Nous assistons à l’émergence d’une nouvelle discipline : après le GEO, s’ouvre désormais l’ère du GEA : le Generative Engine Advertising. Une logique où la visibilité ne se joue plus seulement sur la qualité du contenu, mais sur la capacité à être sélectionné et recommandé par un système conversationnel intégré à l’acte d’achat.
GEA has entered the chat : l’avantage stratégique de Google
Sur ce terrain, Google dispose d’un avantage décisif. Non pas parce qu’il aurait réinventé la publicité, mais précisément parce qu’il n’a pas eu besoin de le faire. Performance Max, AI Max, les flux Shopping : ces dispositifs, que les annonceurs utilisent déjà, n’étaient pas de simples outils d’automatisation. Ils constituent un socle prêt à être injecté dans les réponses de Gemini.
Aucun changement radical d’interface n’est nécessaire : la continuité est totale entre intention, recommandation et conversion. Cette continuité suppose une évolution silencieuse mais décisive côté marques : les flux produits ne peuvent plus se limiter à des attributs techniques ou promotionnels. Pour exister dans une réponse générée par un LLM, ils devront intégrer davantage de contexte d’usage, de bénéfices consommateurs et de signaux d’intention – autrement dit, être conçus pour rendre une recommandation immédiatement actionnable.

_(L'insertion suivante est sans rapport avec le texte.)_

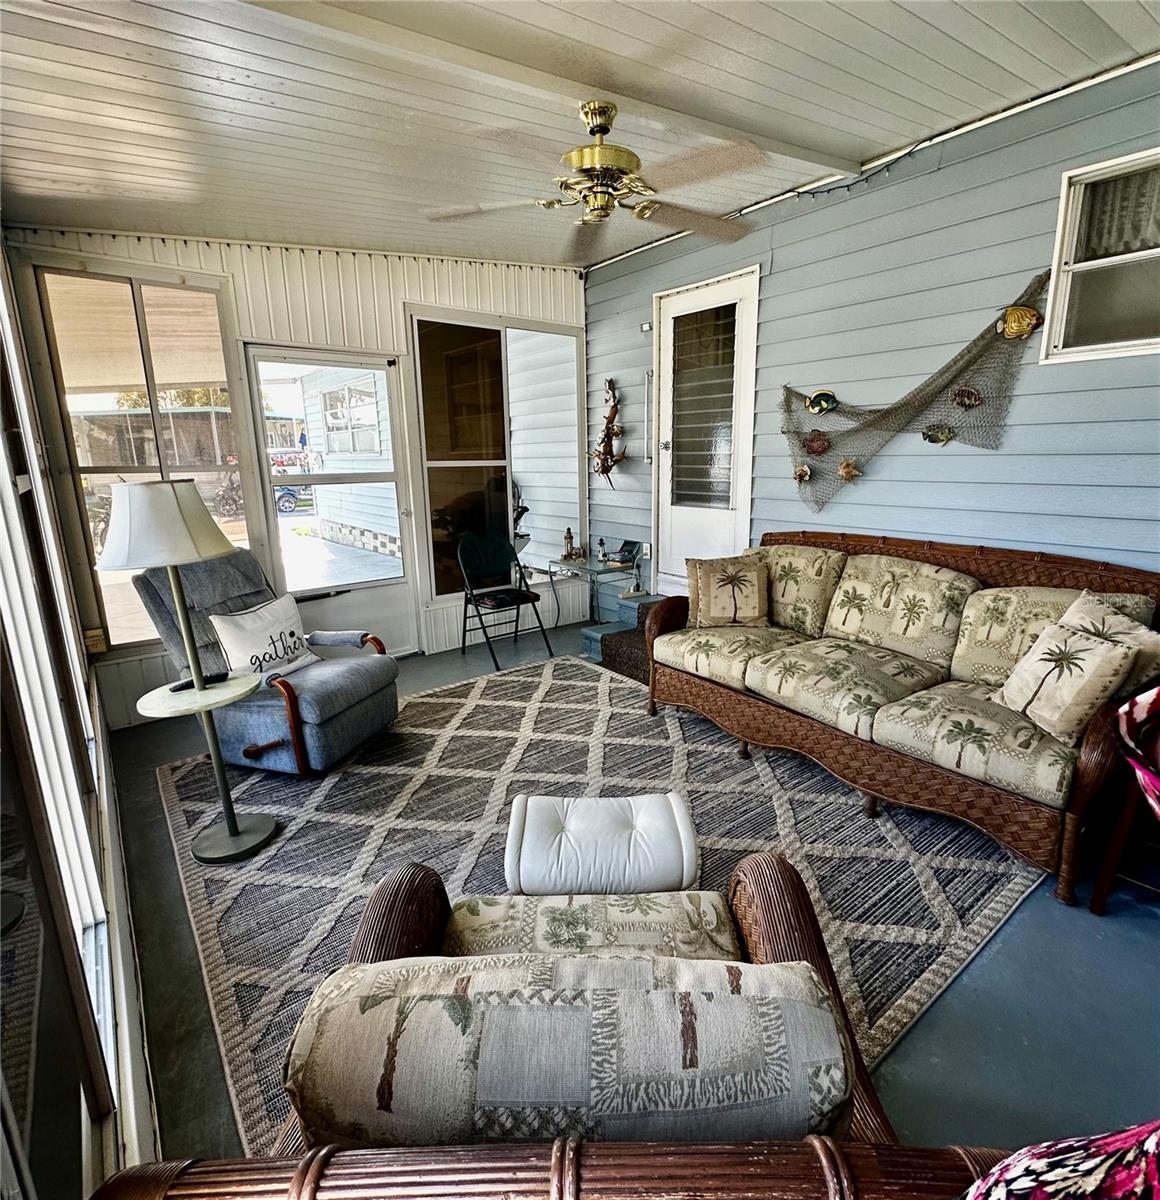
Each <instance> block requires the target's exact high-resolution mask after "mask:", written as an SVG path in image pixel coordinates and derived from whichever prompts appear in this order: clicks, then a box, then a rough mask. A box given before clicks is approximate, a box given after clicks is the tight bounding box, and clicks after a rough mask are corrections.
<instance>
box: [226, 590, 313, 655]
mask: <svg viewBox="0 0 1160 1200" xmlns="http://www.w3.org/2000/svg"><path fill="white" fill-rule="evenodd" d="M210 623H211V624H212V625H214V632H215V634H217V640H218V642H221V643H222V653H223V654H224V655H226V661H227V662H228V664H229V667H230V670H232V671H241V672H246V671H252V672H253V673H254V674H265V673H266V672H268V671H277V672H278V674H289V673H290V672H291V671H297V670H299V668H300V667H307V666H309V665H311V664H312V662H320V661H321V659H319V656H318V655H317V654H314V653H313V652H312V650H311V649H309V648H308V647H307V644H306V635H305V634H303V632H302V618H301V617H300V616H299V611H297V605H296V604H295V601H294V596H290V595H286V596H278V599H277V600H268V601H266V602H265V604H260V605H258V607H257V608H247V610H246V611H245V612H229V613H220V614H217V616H211V617H210Z"/></svg>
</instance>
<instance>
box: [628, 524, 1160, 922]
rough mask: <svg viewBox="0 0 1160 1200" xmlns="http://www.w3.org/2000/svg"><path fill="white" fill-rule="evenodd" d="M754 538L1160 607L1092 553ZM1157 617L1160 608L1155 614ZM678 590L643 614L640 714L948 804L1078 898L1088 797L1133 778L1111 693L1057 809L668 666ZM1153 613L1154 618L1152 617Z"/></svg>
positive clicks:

L’assistant d’achat de Google vs. l’assistant universel d’OpenAI: deux visions
C’est précisément cette capacité à transformer une intention en acte qui marque la différence d’approche. Là où OpenAI ambitionne de devenir un assistant universel, Google s’oriente vers un assistant d’achat. En intégrant des logiques publicitaires directement au cœur des réponses transactionnelles, l’IA ne se contente plus d’éclairer une décision : elle la clôt. La friction disparaît, la recommandation devient actionnable, et la valeur se capture au moment le plus critique du parcours.
La seule inconnue réside dans le timing et dans la dynamique concurrentielle : Google activera-t-il ce levier en premier, ou en réaction à une monétisation de ChatGPT ?
Fin de la neutralité : vers une IA guidée par le modèle économique
Quoi qu’il en soit, une chose est sûre : l’ère de l’IA neutre touche à sa fin. Demain, l’IA ne recommandera plus “le meilleur produit”, mais celui qui aura su s’inscrire dans son modèle économique. Cette bataille ne se limitera pas aux leviers d’enchères ou aux formats publicitaires : elle commence dès maintenant, avec la capacité des marques à rendre leurs produits lisibles, contextualisés et interprétables par des moteurs conversationnels.
Les premières expérimentations le montrent déjà. Que ce soit par l’intégration publicitaire directe dans les réponses ou par des dispositifs plus indirects – comme le fait Amazon en choisissant de monétiser les questions posées au consommateur dans son moteur de réponse Rufus – la recommandation n’est déjà plus un espace neutre. Une autre manière, plus subtile encore, d’orienter la décision.